Sonatype Vulnerability Data

Sonatype creates data using a proprietary, automated vulnerability detection system that monitors, aggregates, correlates, and incorporates machine learning from publicly available information. The Sonatype Data Research team does not just aggregate public security feeds — we create the precise data we use.

Sonatype uses a variety of public information as an input to our security platform (human research and automated data synthesis systems), such as:

NVD, GHSA, Friends of PHP, Tomcat, Spring, OSV, Fedora, Oracle, RedHat, GitLab, HackerOne, VMWare, ExploitDB, RubySec, CloudBees, Mono Vulnerabilities, ExpressJS, CERT, 18+ Apache projects, Safety DB, RustSec, Huntr Hacktivity, GitHub events, X (formally known as Twitter), blogs, and customer reports.

We have evaluated paid-for services and found the quality and precision of the data to be of limited value, driving our decision to build an intelligent, automated vulnerability detection system.

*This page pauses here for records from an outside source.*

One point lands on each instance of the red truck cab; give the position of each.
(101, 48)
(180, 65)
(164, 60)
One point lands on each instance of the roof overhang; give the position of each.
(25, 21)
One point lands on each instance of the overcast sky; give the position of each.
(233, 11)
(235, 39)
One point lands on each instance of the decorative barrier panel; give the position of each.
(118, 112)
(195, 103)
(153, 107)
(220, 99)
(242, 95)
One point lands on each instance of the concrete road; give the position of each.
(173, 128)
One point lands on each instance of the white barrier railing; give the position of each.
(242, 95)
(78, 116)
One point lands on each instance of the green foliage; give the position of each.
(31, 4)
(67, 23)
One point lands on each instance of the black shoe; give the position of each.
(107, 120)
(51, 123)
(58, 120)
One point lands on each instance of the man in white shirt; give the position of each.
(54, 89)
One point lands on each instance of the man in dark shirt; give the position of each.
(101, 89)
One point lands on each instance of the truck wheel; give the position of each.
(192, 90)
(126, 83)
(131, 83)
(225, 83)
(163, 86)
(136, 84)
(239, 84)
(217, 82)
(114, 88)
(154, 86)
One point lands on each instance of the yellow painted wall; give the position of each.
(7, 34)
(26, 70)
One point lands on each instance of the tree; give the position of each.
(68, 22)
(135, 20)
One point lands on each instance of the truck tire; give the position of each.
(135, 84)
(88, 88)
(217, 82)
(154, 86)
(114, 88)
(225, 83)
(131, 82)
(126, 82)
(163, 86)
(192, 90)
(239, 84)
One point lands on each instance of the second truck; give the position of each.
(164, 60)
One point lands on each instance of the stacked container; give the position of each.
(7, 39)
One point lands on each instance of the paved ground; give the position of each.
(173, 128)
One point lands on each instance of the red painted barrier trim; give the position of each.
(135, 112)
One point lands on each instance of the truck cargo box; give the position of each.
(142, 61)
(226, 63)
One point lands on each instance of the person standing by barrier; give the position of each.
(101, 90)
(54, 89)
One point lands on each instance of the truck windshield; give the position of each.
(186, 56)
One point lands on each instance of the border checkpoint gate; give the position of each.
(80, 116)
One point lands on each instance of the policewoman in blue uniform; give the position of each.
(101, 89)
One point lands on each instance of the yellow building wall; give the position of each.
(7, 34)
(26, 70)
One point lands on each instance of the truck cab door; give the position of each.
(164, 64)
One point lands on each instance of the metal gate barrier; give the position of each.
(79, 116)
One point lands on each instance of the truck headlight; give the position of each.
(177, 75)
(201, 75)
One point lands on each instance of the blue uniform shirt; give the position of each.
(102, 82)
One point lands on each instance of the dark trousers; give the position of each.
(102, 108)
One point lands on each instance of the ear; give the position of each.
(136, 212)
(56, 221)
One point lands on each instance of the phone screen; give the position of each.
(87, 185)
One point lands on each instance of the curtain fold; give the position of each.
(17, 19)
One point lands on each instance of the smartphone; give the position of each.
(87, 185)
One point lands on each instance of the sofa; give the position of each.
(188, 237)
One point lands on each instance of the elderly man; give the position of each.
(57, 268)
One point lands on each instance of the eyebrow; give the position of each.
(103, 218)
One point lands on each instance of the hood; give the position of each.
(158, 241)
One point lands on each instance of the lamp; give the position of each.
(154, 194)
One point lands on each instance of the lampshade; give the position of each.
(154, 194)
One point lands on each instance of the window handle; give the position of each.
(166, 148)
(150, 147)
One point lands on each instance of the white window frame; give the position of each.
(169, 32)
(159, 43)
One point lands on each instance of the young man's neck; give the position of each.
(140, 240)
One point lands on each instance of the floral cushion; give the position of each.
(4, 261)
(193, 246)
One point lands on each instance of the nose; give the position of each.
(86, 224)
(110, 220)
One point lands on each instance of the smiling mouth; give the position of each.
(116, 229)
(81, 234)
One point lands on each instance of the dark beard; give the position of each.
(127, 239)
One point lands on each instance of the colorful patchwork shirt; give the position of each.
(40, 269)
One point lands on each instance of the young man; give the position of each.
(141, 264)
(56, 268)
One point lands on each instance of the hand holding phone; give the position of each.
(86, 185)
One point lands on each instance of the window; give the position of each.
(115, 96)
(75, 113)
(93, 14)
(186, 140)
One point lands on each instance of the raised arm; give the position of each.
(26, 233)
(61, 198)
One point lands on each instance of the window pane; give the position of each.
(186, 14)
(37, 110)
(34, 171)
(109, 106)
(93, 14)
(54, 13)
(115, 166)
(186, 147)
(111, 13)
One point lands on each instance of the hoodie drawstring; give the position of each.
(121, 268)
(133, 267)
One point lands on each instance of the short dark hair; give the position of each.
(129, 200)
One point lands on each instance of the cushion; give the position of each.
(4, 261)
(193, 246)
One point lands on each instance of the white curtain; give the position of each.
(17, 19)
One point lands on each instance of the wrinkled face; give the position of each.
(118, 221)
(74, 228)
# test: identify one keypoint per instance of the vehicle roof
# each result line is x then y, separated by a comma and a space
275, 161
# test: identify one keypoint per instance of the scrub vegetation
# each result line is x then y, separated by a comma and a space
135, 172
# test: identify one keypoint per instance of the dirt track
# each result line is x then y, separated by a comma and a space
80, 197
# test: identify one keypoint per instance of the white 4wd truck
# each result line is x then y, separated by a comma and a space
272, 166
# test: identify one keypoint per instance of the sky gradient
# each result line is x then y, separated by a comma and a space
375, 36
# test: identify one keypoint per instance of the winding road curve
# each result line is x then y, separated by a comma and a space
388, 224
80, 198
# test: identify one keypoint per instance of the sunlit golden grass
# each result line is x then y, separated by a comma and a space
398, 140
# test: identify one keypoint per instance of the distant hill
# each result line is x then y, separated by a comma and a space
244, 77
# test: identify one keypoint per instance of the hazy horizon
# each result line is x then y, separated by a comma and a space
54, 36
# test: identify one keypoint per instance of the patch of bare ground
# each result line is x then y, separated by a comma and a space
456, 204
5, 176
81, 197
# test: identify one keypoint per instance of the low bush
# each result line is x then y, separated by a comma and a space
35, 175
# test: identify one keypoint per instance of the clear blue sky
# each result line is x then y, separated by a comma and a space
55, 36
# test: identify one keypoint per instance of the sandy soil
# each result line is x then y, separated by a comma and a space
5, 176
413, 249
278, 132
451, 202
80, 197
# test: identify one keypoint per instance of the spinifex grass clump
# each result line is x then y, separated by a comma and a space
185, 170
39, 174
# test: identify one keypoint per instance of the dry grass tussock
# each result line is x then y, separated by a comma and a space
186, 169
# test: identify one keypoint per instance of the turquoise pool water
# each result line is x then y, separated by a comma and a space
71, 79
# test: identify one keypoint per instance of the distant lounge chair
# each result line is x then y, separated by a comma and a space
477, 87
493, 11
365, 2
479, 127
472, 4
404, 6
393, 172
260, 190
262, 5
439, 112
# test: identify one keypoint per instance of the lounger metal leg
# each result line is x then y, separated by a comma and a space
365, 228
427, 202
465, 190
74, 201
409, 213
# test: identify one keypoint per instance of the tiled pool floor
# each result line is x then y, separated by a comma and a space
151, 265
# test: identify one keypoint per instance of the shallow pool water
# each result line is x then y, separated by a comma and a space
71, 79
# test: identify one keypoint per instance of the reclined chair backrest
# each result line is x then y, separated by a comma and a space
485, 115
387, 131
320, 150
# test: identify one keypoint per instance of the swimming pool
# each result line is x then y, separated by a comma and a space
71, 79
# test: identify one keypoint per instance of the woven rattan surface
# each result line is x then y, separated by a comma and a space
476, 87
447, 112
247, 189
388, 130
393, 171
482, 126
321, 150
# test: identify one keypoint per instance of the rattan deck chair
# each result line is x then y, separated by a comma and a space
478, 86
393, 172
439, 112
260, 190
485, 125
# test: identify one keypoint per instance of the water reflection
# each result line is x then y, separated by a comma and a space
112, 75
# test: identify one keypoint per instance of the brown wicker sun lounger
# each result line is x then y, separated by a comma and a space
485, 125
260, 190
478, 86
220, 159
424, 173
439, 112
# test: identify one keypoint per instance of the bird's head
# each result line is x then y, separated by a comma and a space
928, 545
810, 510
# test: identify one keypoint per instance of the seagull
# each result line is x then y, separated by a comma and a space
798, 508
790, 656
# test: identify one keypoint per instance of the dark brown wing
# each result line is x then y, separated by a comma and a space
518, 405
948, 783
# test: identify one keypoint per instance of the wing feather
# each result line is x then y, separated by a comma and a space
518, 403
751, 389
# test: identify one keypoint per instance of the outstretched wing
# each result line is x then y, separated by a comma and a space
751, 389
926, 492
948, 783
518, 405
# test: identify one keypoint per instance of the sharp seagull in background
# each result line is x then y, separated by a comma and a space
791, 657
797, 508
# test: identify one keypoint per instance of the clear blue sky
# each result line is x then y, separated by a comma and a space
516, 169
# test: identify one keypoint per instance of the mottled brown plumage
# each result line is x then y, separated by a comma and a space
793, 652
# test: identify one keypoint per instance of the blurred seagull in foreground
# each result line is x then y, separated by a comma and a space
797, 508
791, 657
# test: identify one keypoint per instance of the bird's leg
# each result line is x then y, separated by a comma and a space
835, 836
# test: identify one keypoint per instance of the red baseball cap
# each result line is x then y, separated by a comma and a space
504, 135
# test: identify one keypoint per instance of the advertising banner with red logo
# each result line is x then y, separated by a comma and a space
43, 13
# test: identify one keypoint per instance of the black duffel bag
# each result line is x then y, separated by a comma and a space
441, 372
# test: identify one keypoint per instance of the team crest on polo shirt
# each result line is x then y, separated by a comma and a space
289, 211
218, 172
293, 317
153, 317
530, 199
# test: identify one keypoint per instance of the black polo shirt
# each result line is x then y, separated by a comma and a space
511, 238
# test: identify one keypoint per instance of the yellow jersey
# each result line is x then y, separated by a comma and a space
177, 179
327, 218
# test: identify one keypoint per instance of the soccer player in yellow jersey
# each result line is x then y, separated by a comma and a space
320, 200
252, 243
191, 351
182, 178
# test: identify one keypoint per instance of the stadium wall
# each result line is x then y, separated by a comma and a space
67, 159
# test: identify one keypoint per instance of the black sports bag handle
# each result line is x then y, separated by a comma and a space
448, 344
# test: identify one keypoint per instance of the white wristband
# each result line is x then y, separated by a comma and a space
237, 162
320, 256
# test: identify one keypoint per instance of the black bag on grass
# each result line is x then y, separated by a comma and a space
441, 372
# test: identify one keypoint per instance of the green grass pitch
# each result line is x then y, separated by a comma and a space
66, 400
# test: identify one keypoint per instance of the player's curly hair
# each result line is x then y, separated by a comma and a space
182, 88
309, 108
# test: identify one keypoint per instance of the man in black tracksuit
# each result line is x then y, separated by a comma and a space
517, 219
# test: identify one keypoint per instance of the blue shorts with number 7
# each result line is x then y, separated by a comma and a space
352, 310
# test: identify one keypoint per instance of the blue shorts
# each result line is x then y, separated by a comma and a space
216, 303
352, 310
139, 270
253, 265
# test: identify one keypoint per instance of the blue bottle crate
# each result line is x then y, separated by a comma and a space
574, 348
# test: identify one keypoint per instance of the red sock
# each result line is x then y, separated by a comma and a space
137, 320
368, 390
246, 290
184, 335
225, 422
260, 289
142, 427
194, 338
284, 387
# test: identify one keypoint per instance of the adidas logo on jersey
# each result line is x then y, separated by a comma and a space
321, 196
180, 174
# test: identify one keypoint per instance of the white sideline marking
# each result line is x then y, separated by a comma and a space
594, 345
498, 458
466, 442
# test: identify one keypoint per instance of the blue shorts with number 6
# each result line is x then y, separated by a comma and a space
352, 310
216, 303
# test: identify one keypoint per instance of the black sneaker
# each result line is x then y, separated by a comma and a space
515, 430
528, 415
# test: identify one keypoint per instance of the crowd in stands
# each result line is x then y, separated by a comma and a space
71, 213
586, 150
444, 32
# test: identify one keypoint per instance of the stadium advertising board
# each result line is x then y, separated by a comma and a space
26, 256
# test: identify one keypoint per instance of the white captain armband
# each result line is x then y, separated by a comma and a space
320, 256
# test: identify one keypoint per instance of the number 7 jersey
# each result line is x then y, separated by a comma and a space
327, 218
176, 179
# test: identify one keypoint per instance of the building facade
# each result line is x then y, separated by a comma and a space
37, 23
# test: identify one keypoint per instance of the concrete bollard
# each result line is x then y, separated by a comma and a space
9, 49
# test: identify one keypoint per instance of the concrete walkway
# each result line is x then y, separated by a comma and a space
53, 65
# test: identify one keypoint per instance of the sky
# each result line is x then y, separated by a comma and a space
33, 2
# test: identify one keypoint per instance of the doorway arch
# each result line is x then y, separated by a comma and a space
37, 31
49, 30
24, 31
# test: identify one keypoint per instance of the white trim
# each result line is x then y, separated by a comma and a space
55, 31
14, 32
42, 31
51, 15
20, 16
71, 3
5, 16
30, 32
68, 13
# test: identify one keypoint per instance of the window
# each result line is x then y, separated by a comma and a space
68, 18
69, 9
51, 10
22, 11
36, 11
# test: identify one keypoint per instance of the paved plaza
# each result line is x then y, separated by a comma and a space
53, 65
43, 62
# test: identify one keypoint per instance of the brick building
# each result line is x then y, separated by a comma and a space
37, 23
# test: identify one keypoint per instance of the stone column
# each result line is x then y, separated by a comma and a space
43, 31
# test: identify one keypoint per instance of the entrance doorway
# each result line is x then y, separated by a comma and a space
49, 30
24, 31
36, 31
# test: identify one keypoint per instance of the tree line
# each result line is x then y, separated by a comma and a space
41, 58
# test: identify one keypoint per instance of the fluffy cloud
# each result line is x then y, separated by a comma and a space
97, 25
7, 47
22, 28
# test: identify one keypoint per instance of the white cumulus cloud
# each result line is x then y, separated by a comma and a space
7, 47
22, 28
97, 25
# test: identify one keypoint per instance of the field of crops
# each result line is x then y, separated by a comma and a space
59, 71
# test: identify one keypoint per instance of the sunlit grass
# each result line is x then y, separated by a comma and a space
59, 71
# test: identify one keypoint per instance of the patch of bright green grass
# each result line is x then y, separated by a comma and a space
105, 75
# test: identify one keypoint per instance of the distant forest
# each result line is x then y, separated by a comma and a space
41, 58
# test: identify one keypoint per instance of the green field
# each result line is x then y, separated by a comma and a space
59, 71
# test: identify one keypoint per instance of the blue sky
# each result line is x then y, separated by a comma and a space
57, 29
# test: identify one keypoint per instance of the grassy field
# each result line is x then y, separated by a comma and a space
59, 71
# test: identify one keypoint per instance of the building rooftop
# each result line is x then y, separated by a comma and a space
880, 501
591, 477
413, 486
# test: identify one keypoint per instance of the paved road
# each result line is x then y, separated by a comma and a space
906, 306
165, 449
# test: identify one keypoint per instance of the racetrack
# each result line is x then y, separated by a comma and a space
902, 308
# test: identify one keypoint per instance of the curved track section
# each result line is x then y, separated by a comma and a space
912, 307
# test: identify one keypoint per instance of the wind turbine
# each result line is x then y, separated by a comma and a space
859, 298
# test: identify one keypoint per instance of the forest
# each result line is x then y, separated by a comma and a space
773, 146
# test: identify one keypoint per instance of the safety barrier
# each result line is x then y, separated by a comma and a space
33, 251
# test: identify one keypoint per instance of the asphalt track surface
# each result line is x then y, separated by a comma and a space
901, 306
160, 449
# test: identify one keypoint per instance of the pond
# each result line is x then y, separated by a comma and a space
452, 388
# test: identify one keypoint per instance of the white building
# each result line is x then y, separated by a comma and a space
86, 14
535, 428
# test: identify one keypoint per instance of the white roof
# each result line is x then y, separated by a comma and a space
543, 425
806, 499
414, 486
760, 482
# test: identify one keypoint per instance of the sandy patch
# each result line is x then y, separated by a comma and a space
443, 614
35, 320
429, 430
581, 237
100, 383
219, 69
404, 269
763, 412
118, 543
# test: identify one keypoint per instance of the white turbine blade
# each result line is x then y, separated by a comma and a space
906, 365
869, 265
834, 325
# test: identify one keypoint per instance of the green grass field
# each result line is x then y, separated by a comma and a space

Not all security data is created equal and most data is incomplete. Many times the “incomplete” data is missing vulnerabilities, and automation is not sufficient to identify this missing information. We’ve found that 92% of crowdsourced or publicly available vulnerability data needed a correction once detailed security research took place. Data is highly curated by Sonatype’s research teams to fill in the gaps and improve accuracy.

Read Sonatype's response to MITRE's notice of the potential shutting down of the NVD and its impact on Sonatype.

How Sonatype provides high-quality data

There are two considerations for data quality:

the content of the security advisory
the precision of associating the content with the correct artifact

Automated decisions require precise identification and corresponding association of security information. Without accurate identification and association, there is a high degree of false positives.

False positives incur unnecessary research and upgrade costs. False negatives leave you at risk because there are no indicators that show you may be at risk. Sonatype uses a combination of automated identification and human research that eliminates false positives and negatives. This results in savings in research time to prove false positives and rework time to upgrade when not required.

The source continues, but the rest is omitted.